127927.fb2
After that, no one was willing to walk directly in the creature's tramped-down wake.
By evening, it did something they should have expected but didn't.
It stopped, looked around as if casing the area, and dropped its belly to the grass. The tail curled close to its body and the head settled flat on the grass.
"Oh my God, it's dead!" King wailed.
"Don't jump to conclusions! Who wants to investigate?"
"I'll take the trick," Thorpe said, motioning for two Bantus to follow him.
Together, they crept up on the creature. He walked around to the head, his body language indicating he was ready to shoot or run if the creature made a sudden move, and probably both.
Thorpe crept back.
"It's asleep," he reported.
"What do we do now?" King complained. "He's going to throw us all off schedule."
"You're right."
"I am?"
"Yes. We can't let him sleep away the night."
"Right."
"It was your idea," Nancy said. "Go wake him."
Skip King had his mouth open. He shut it. His eyes closed. "I am not in my element here," he muttered to no one in particular and went off to sit in the shade of a tulip tree and talk to himself in a low angry voice.
"Good," said Nancy. "This is the perfect opportunity for me to do something important."
Thorpe asked, "What?"
"I'm going to be the first zoologist to sex a dinosaur."
Nancy approached the reptile. They shone a light all over its tail, under the curve of his hind legs and generally poked around.
She came back with a disappointed look on her face.
"No luck?"
"Whatever he or she's got, it's well hidden."
"At least you didn't wake the brute."
It was while the Apatosaur slumbered that the Land Rovers were heard.
"Now who could that be?" Thorpe muttered aloud, peering into the hot twilight.
"Government men, maybe," Nancy ventured.
"Could be. Why don't I take a look?"
Taking two Bantus, Thorpe went toward the sound. The three were lost to sight in a matter of moments.
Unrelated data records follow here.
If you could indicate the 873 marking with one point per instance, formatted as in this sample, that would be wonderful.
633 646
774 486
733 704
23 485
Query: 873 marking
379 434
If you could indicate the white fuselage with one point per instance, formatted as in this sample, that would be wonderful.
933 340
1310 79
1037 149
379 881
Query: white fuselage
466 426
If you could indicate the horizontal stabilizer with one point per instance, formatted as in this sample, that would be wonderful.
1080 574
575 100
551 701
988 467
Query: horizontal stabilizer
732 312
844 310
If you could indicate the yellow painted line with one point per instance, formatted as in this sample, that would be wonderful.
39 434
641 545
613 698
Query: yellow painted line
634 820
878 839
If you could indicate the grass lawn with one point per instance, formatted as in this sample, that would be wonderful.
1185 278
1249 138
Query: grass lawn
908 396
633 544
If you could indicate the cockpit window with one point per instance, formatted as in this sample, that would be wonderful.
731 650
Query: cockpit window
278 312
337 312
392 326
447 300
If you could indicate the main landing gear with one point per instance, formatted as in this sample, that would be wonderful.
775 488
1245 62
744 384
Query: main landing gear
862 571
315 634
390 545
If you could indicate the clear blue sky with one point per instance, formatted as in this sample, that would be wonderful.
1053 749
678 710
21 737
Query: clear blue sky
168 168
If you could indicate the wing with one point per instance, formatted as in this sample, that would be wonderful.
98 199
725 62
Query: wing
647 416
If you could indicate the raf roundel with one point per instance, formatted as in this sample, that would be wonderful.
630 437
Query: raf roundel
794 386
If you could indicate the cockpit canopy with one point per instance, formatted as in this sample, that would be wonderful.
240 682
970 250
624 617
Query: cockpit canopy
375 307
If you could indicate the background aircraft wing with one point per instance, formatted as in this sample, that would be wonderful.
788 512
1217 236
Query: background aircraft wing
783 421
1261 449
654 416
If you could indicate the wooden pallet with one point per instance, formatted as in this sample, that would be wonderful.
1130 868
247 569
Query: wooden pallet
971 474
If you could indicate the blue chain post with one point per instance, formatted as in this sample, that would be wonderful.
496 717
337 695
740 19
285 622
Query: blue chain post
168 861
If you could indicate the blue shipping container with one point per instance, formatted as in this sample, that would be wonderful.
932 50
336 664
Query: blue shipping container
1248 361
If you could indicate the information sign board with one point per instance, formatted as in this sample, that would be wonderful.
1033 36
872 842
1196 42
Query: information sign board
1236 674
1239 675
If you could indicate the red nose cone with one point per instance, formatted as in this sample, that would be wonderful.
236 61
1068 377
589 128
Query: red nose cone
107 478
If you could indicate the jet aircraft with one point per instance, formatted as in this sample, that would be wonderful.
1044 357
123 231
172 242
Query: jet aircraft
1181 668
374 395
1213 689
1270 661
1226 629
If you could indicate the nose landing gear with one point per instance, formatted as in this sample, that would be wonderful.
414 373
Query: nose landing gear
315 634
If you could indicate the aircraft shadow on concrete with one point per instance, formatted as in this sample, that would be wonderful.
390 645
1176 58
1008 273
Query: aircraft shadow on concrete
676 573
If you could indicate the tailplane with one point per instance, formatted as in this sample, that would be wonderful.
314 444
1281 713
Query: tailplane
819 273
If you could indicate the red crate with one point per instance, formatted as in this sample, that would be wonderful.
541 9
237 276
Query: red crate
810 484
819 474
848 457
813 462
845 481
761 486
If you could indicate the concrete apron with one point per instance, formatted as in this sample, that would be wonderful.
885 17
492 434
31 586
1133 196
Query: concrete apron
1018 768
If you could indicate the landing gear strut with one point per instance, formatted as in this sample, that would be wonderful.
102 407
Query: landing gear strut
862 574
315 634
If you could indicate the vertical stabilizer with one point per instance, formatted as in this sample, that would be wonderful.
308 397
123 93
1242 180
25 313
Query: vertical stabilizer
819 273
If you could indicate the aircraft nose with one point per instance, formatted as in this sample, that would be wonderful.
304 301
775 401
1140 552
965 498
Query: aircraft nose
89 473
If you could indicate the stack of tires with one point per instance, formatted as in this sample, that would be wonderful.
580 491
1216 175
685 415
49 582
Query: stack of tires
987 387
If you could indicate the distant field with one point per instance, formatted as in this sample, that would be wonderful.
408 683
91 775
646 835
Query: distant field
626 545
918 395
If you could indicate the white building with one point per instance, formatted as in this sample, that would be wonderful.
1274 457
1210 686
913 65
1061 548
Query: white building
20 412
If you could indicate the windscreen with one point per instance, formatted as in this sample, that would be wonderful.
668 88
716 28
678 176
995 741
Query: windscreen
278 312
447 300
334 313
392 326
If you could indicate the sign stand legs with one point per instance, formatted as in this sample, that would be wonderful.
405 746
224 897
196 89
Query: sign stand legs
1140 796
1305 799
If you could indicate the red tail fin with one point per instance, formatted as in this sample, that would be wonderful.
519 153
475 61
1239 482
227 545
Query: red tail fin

The first shot was not loud. But the ones that followed were. They cracked in the distance like firecrackers.
Then there was silence. The Apatosaur slumbered on.
Thorpe turned up twenty minutes later. Only one of the Bantus was with him and he clutched a wounded right shoulder.
"What happened?"
"Bandits. "
"Bandits?"
"Blokes in camouflage outfits driving Land Rovers."
"Not government men?"
"Government men wear khaki, not fatigues. These lads had green berets. Very French. There's nothing French about the Gondwanaland Army. They did for poor Tyrone, though. He's dead."
Nancy bandaged the other native as she asked questions.
"Poachers?"
"Poachers don't wear matching berets. These lads dressed all of a type. Can't rightly make it out, actually. "
"What do you think they want?"
"There's a lot of famine west of these parts. Fresh meat can fetch a pretty farthing on the black market."
Nancy looked up. Thorpe was staring at the slumbering dinosaur, his leathery features grim.
"You can't mean Jack?" she said. "He's the last of his kind. Worth more alive than butchered!"
Thorpe shrugged. "Out here meat is meat. I fancy even a few of these Bantus may be willing to try human flesh if things got desperate enough for them. I'm not sure I'd pass it up if the situation was sufficently sticky."
Grimly, Nancy finished what she was doing. She stood up.
"Will they be back?"
"Hard to tell. But we're sitting ducks as long as Old Jack is disposed to count sheep."